Keluarga pun meminta persetujuan Puskesmas agar dapat membawa pulang Silvi. Selain inform concent, Puskesmas juga menginformasikan keluarga cara merawat Silvi. Dua pekan setelah pulang ke rumah, Silvi dibawa kembali ke Puskesmas. Kali ini ia mengalami bronkopnemoni atau sesak nafas dengan niamoni. “Kami segera lakukan stabilisasi, dan mempersiapkan proses rujukan,” jelas Ida.
Namun keluarga menolak merujuk Silvi, sebab mereka tidak memiliki BPJS dan tak mampu membayar biaya rumah sakit. Maka Puskesmas kembali berikan inform concent yang menyatakan bahwa keluarga siap dengan apapun yang terjadi kepada SIlvi setelah ditandatangani di Puskemas.
“Kami lakukan perawatan bronkopnomeni dan BBLR dengan posisi bayi di inkubator,” jelas dr Hijrah. Empat hari kemudian, berat badannya meningkat pesat menjadi 2000 gram dan stabil dari bronkopnemoni. Sebelum Nurlaila membawa bayinya pulang, sekali lagi Puskesmas melakukan konseling tentang cara perawatan bayi. Termasuk cara pemberian ASI yang benar Metode Kangguru yang menjadi protap EMAS.
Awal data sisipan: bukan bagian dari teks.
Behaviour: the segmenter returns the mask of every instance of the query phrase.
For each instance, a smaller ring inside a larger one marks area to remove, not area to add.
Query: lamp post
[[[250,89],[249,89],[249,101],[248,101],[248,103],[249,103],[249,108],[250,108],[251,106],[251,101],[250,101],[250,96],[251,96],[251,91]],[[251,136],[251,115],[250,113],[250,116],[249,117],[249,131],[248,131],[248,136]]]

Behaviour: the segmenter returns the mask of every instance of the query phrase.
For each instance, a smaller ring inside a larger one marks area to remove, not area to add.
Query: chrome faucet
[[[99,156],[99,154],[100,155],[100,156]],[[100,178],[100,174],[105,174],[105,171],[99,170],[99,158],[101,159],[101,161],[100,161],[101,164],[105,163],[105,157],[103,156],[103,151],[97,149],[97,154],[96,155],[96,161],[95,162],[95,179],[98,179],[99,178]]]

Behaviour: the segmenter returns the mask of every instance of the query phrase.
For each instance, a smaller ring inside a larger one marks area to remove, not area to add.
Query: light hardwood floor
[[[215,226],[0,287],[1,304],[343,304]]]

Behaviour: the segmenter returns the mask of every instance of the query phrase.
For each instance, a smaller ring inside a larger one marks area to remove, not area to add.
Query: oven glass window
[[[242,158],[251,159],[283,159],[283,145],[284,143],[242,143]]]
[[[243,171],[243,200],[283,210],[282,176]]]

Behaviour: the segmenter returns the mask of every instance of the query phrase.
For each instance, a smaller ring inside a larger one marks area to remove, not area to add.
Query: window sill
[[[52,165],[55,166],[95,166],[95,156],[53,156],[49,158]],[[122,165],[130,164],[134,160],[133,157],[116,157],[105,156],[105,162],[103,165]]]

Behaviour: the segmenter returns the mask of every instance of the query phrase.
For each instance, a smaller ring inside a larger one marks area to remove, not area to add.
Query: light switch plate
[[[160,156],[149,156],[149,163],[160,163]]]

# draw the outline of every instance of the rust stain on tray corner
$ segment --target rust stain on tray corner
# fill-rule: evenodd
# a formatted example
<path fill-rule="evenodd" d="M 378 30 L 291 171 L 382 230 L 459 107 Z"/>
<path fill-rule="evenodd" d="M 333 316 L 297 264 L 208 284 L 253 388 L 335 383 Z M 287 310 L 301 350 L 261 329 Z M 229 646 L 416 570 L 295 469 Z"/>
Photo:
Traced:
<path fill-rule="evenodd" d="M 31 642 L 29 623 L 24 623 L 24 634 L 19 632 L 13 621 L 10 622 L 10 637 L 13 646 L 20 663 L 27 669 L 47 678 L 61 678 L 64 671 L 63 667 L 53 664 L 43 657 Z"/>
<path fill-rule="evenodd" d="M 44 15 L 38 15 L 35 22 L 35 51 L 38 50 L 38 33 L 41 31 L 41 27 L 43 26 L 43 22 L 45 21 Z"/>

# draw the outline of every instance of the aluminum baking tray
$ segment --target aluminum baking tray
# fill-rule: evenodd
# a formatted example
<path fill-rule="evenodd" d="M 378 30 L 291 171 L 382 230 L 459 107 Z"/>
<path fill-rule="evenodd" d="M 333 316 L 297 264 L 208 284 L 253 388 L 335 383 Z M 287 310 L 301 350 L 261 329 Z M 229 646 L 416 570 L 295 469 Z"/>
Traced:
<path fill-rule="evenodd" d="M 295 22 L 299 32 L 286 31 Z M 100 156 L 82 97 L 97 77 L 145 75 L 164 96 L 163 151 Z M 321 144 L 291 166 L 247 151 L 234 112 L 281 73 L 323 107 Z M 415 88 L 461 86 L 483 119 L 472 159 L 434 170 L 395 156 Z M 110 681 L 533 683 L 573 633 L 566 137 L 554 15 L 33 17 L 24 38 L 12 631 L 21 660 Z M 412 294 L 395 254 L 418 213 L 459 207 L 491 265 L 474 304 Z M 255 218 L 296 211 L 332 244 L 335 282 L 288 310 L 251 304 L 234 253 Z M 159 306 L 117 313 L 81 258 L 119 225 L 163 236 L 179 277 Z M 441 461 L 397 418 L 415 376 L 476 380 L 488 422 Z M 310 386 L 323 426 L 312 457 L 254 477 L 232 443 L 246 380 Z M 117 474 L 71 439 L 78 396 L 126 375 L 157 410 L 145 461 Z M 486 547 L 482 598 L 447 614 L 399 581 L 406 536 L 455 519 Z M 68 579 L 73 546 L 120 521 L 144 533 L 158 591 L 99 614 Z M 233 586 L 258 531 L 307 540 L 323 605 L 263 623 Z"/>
EMAS atau Expanding Maternal and Neonatal Survival merupakan program yang didanai USAID untuk menurunkan angka kematian ibu dan bayi baru lahir di Indonesia. Meningkatkan pengetahuan staf Puskesmas merupakan salah satu komponen utama yang dilakukan EMAS. EMAS mulai mendampingi Puskesmas Plumbon di tahun 2012.
“Tiap selesai memenuhi satu jadwal, saya tinggal contreng di jadwal pemberian ASI yang diberi Puskesmas,” kata Nurlaila. “Ibu Laila sangat cerdas, ia selalu mematuhi jadwal sehingga bayinya sehat,” kata dr Hijrah. Bidan Desa pun selalu memantau perkembangan Silvi. “Tiap selesai beraktivitas, saya sempatkan mengunjungi rumah pasien untuk memantau perkembangannya. Setidaknya tiga hari sekali hingga bayinya benar-benar sehat,” kata Farhatun Nufus, Bidan Desa.
Ketika berat badan bayinya mencapai 2500 gram, Farhatun mengantar Nurlaila ke Puskesmas untuk imunisasi. Saat berkunjung ke Ruang Bersalin, ia membaca sebuah poster berisi jobaid tentang penanganan BBLR. “Ternyata saat itu anak saya mau mati, ya?” tanyanya kaget pada bidan di sana. Jobaid merupakan salah satu protap EMAS, berisi informasi cara penanganan suatu komplikasi dalam persalinan dan bayi baru lahir yang akan membantu petugas Puskesmas di tempat tindakan.
Nurlaila sangat berterimakasih pada Puskesmas Plumbon yang telah menyelamatkan nyawa putrinya. Ini adalah anak pertamanya dari kehamilan ketiga, dengan dua bayi di kehamilan sebelumnya meninggal dunia setelah dilahirkan prematur.
Bagi Puskesmas Plumbon, menangani suatu kasus berat membuat tim makin semangat sebab kemampuannya tertantang. “Ketika kami berhasil menanganinya, kami bangga sebab ada satu nyawa lagi yang terselamatkan,” jelas dr Hijrah.
Gambar: Nurlaila bersama tim Puskesmas Plumbon.